Abstract:
Escape is an evolutionarily conserved and essential avoidance response. Considered to be innate, most studies on escape responses focused on hard-wired circuits. We report here that a neuropeptide NLP-18 and its cholecystokinin receptor CKR-1 enable the escape circuit to execute a full omega (Ω) turn. We demonstrate in vivo NLP-18 is mainly secreted by the gustatory sensory neuron (ASI) to activate CKR-1 in the head motor neuron (SMD) and the turn-initiating interneuron (AIB). Removal of NLP-18 or CKR-1 or specific knockdown of CKR-1 in SMD or AIB neurons leads to shallower turns, hence less robust escape steering. Consistently, elevation of head motor neuron (SMD)\'s Ca2+ transients during escape steering is attenuated upon the removal of NLP-18 or CKR-1. In vitro, synthetic NLP-18 directly evokes CKR-1-dependent currents in oocytes and CKR-1-dependent Ca2+ transients in SMD. Thus, cholecystokinin peptidergic signaling modulates an escape circuit to generate robust escape steering.
摘要:
逃避是一种进化上保守和必要的回避反应。被认为是天生的,大多数关于逃避反应的研究集中在硬连线电路上。我们在此报告,神经肽NLP-18及其胆囊收缩素受体CKR-1使逃逸电路能够执行完整的omega(Ω)转弯。

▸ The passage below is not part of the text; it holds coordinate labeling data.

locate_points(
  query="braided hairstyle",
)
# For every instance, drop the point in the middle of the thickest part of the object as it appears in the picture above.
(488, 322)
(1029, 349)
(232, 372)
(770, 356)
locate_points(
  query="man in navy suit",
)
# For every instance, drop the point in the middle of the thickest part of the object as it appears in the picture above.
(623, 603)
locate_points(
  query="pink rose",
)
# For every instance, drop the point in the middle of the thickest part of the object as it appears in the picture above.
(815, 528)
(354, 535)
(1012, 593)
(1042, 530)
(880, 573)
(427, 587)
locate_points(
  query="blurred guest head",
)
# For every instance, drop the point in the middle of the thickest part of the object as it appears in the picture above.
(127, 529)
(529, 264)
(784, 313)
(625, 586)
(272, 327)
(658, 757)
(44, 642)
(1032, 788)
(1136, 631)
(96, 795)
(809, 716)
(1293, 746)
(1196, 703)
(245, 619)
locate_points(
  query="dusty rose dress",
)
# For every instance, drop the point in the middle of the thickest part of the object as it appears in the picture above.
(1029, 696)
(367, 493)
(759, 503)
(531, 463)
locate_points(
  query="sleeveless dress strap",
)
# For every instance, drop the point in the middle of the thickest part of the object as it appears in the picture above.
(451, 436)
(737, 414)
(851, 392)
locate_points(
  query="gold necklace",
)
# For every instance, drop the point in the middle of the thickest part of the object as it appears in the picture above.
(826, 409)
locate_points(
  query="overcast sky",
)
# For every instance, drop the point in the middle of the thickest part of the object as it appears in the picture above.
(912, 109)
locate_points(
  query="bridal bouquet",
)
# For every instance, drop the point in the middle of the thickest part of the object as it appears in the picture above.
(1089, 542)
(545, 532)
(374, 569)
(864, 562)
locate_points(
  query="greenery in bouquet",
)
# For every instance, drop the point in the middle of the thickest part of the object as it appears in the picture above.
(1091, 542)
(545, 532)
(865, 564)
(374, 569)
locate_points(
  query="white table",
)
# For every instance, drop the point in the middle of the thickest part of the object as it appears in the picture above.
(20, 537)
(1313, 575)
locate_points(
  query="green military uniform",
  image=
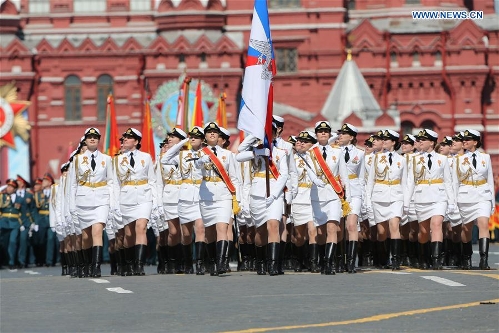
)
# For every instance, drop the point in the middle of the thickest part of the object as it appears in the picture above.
(10, 223)
(27, 210)
(41, 217)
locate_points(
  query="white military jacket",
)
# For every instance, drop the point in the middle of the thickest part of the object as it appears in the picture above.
(168, 181)
(292, 182)
(356, 170)
(191, 176)
(134, 185)
(429, 185)
(473, 184)
(91, 188)
(386, 183)
(337, 165)
(217, 190)
(257, 172)
(304, 181)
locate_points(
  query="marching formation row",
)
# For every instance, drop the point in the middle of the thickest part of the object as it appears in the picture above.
(316, 196)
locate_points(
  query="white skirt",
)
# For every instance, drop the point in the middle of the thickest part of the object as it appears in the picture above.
(383, 211)
(188, 211)
(301, 213)
(171, 211)
(355, 205)
(471, 211)
(454, 218)
(412, 216)
(426, 210)
(244, 221)
(75, 226)
(324, 211)
(132, 213)
(216, 211)
(88, 216)
(260, 213)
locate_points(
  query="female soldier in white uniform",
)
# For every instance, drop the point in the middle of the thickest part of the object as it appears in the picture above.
(474, 185)
(216, 195)
(445, 149)
(188, 202)
(135, 190)
(266, 211)
(429, 180)
(327, 165)
(409, 225)
(385, 196)
(301, 208)
(455, 218)
(169, 181)
(91, 194)
(354, 159)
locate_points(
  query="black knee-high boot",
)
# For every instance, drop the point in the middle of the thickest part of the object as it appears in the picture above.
(221, 252)
(340, 257)
(329, 257)
(140, 258)
(112, 259)
(130, 261)
(200, 251)
(273, 258)
(64, 264)
(395, 250)
(436, 255)
(298, 254)
(96, 261)
(260, 266)
(423, 255)
(313, 257)
(187, 253)
(212, 257)
(483, 248)
(351, 255)
(161, 261)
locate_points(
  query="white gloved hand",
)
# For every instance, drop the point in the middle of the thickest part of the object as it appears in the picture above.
(451, 208)
(247, 142)
(161, 212)
(269, 200)
(262, 152)
(204, 159)
(319, 183)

我们证明了体内NLP-18主要由味觉感觉神经元(ASI)分泌,以激活头运动神经元(SMD)和转角启动中间神经元(AIB)中的CKR-1。在SMD或AIB神经元中NLP-18或CKR-1的去除或CKR-1的特异性敲低导致较浅的转弯,因此不那么强大的逃生转向。始终如一,消除NLP-18或CKR-1后,逃避转向过程中头部运动神经元(SMD)的Ca2瞬变的升高会减弱。体外,合成的NLP-18直接引起卵母细胞中CKR-1依赖性电流和SMD中CKR-1依赖性Ca2瞬变。因此,胆囊收缩素肽能信号调节逃逸回路以产生强大的逃逸转向。